People who have close to $4-million to spend for a house in Toronto appear to be poised to pounce as soon as new properties hit the market.

Janet Lindsay, an agent with Chestnut Park Real Estate Ltd., says sales of properties with asking prices above $3-million were coming through in recent weeks even as financial markets were roiling.

Several have changed hands at a brisk pace in the past week.

In Lawrence Park, for example, the house at 264 Dawlish Ave. was listed at $3.75-million. The buyer paid the full asking price after four days on the market. The 4,500-square-foot house, which falls in the Blythwood Junior Public School District, has five bedrooms, four bathrooms, an elevator and a three-car garage.

In Forest Hill, 19 Dewbourne Ave. changed hands for the full asking price of $3.195-million. The house has five bedrooms, six-bathrooms and an architect-designed addition.

Near Bayview and York Mills, 18 Wimpole Dr. sold for $3.58-million, which is 95 per cent of the asking price of $3.75-million.

Ms. Lindsay says listings are thin for detached houses in the city and she expects that dynamic to continue through the fall.

"I think we're still going to be light on inventory."

The Canadian Real Estate Association points out that strong spring sales in the upper echelons of the market in the Greater Toronto Area, British Columbia's Lower Mainland, and Calgary have skewed the organization's forecast for the entire country.

So robust have been sales in Ontario and B.C. that CREA has boosted its national forecast for sales and prices, even as many markets outside of Toronto and Vancouver remain soggy.

The two provinces account for approximately 60 per cent of the activity in Canada's housing market.

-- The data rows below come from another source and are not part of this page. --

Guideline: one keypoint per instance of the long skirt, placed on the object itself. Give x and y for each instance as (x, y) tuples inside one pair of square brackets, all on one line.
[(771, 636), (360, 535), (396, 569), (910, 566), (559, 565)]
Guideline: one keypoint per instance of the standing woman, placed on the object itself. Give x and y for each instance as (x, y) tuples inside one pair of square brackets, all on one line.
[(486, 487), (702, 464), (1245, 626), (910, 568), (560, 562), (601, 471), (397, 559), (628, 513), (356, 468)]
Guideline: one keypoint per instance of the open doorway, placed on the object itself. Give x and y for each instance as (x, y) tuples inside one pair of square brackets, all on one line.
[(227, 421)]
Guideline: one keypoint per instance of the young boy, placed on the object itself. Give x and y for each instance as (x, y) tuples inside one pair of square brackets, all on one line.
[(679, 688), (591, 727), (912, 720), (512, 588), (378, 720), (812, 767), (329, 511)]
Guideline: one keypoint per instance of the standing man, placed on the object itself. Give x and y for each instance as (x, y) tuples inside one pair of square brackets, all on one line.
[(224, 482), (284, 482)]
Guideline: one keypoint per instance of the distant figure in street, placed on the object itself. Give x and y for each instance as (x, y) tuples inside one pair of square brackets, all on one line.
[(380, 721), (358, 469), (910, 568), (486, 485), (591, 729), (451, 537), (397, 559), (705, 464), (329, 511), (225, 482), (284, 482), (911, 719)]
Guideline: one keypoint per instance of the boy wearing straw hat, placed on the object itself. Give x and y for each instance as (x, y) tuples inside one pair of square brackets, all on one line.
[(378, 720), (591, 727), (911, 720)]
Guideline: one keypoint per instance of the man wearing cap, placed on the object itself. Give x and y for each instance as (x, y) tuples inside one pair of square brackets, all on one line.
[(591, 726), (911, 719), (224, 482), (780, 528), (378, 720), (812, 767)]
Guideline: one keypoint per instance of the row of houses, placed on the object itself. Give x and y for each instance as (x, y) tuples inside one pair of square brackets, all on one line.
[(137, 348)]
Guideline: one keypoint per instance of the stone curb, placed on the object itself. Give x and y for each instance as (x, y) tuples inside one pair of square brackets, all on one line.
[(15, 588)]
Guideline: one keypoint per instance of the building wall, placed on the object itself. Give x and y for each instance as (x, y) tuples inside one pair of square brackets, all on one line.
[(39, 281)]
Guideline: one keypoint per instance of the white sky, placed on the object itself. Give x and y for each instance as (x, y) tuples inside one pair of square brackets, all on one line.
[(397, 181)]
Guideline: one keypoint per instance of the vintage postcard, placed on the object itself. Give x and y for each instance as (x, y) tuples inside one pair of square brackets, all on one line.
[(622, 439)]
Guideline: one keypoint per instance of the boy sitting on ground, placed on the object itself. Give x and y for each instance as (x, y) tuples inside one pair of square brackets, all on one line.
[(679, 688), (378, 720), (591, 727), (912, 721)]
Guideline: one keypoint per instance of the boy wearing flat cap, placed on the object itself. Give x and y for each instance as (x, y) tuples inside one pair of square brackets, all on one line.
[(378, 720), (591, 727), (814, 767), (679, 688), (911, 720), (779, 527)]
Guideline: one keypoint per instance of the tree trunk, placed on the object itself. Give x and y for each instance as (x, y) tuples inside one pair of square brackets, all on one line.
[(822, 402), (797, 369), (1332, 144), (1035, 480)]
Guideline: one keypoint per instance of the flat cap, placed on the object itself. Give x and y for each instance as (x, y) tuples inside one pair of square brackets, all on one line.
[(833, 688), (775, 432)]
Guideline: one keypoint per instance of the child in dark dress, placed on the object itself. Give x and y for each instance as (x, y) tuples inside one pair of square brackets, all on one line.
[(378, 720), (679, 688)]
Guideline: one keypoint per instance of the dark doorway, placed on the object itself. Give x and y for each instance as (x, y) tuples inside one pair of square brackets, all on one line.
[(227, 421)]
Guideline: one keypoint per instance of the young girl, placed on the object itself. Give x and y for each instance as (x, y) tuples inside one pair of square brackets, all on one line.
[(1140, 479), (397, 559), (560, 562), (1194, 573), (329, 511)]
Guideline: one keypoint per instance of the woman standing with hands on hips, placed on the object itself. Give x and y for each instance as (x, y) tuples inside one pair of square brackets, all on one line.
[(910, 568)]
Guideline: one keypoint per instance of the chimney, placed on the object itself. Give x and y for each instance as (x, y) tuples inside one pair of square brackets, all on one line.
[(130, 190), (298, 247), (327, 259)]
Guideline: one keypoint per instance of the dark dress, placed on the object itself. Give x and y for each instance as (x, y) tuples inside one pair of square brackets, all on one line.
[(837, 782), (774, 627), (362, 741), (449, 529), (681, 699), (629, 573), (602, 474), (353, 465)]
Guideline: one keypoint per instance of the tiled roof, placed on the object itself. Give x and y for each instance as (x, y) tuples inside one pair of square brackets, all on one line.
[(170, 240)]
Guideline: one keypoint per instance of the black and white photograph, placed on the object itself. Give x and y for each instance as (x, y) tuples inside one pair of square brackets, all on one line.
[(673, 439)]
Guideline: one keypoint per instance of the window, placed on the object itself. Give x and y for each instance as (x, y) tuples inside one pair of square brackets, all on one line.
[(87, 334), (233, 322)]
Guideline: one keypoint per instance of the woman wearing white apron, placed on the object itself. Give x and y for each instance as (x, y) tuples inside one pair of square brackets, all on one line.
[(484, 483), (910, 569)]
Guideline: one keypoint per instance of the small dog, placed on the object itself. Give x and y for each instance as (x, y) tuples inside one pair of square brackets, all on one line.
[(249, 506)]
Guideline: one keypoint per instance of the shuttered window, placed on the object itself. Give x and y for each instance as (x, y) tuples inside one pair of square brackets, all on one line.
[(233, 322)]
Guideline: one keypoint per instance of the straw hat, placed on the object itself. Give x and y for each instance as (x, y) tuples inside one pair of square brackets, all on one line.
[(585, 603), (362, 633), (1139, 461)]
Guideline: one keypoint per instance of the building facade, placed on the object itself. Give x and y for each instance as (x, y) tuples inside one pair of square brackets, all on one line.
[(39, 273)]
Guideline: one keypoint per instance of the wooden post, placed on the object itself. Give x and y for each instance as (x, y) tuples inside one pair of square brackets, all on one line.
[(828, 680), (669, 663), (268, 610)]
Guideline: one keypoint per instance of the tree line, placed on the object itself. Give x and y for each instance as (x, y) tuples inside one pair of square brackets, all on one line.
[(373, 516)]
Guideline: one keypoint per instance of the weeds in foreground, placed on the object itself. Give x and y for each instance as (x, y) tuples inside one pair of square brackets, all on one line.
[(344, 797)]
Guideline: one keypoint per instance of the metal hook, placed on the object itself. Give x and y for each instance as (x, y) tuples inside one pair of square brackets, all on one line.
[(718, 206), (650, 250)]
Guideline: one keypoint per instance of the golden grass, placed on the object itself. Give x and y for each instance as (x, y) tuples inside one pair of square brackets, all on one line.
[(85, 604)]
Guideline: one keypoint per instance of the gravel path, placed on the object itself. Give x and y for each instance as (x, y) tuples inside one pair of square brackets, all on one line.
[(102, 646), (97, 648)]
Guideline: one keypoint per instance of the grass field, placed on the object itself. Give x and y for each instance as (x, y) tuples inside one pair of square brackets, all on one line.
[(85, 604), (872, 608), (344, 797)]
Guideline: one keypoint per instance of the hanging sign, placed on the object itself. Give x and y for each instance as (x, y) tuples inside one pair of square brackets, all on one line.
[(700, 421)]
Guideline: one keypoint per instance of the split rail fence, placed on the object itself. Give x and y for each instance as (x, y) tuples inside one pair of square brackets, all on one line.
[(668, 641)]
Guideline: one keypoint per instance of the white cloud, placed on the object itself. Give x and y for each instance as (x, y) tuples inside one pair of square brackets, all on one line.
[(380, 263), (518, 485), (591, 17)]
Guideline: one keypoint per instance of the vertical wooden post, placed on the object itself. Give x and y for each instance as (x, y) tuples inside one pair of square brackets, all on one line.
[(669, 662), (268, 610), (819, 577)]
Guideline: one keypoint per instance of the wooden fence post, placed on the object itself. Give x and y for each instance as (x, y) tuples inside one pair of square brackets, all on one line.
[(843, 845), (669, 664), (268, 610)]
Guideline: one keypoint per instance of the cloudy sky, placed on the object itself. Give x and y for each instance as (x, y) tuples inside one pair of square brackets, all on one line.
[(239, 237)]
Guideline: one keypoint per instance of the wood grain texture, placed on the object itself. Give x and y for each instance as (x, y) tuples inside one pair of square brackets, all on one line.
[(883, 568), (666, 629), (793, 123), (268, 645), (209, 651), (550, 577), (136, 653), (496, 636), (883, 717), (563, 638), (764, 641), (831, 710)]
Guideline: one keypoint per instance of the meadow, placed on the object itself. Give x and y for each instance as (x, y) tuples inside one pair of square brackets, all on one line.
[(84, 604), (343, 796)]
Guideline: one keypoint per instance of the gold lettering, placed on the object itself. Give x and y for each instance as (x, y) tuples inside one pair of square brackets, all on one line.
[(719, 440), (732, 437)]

Meanwhile, CREA's chief economist, Gregory Klump, says that the outlook for oil and other natural resources has deteriorated since CREA's last forecast in June. That uncertainty is holding back housing sales in Alberta as consumers worry about the employment picture.

In Ontario, the shortage of single family dwellings in the Greater Toronto Area is driving very strong price gains, CREA says.

The association is predicting that national sales will rise 3.3 per cent in 2015 and that the average price across the country will increase 6.2 per cent.

But the national number smooths out the very different dynamics in markets across the country.

CREA says B.C. is poised to post the largest annual increase with an 18.1-per-cent jump in sales this year compared with 2014. Ontario will see an estimated 7.3-per-cent rise in the same period.

By contrast, sales in Alberta will tumble 21.6 per cent, in Saskatchewan 12 per cent and in Nova Scotia 12.1 per cent, according to CREA's forecast.

At the high end, Sotheby's International Realty Canada is forecasting even stronger demand for properties trading hands above $4-million in Toronto and Vancouver this fall. Sales between $1-million and $4-million in those cities will also remain brisk, it predicts.

The firm points to this month's Bank of Canada decision to hold its benchmark interest rate at 0.5 per cent as a reason for the positive outlook in the luxury market. The shortage of listings, strong consumer confidence and increased international demand are also contributing factors, their analysis finds.

The recent volatility in the world's financial markets – together with a weaker economy in China – will likely bring a continuing influx of buyers from that country, the report says.

The upcoming federal election, meanwhile, won't sway the market strata above $1-million, the report suggests.

Carriage trade sales in Montreal will remain balanced while those in Calgary will slip, the report says.

Sotheby's says sales of condo units and all types of houses above $1-million swelled by a whopping 56 per cent in the first half of 2015 in the Greater Toronto Area. Sales in the segment above $4-million surged by 72 per cent in the GTA in the first half of the year compared with the same period in 2014. Those trends continued through July and August, they say.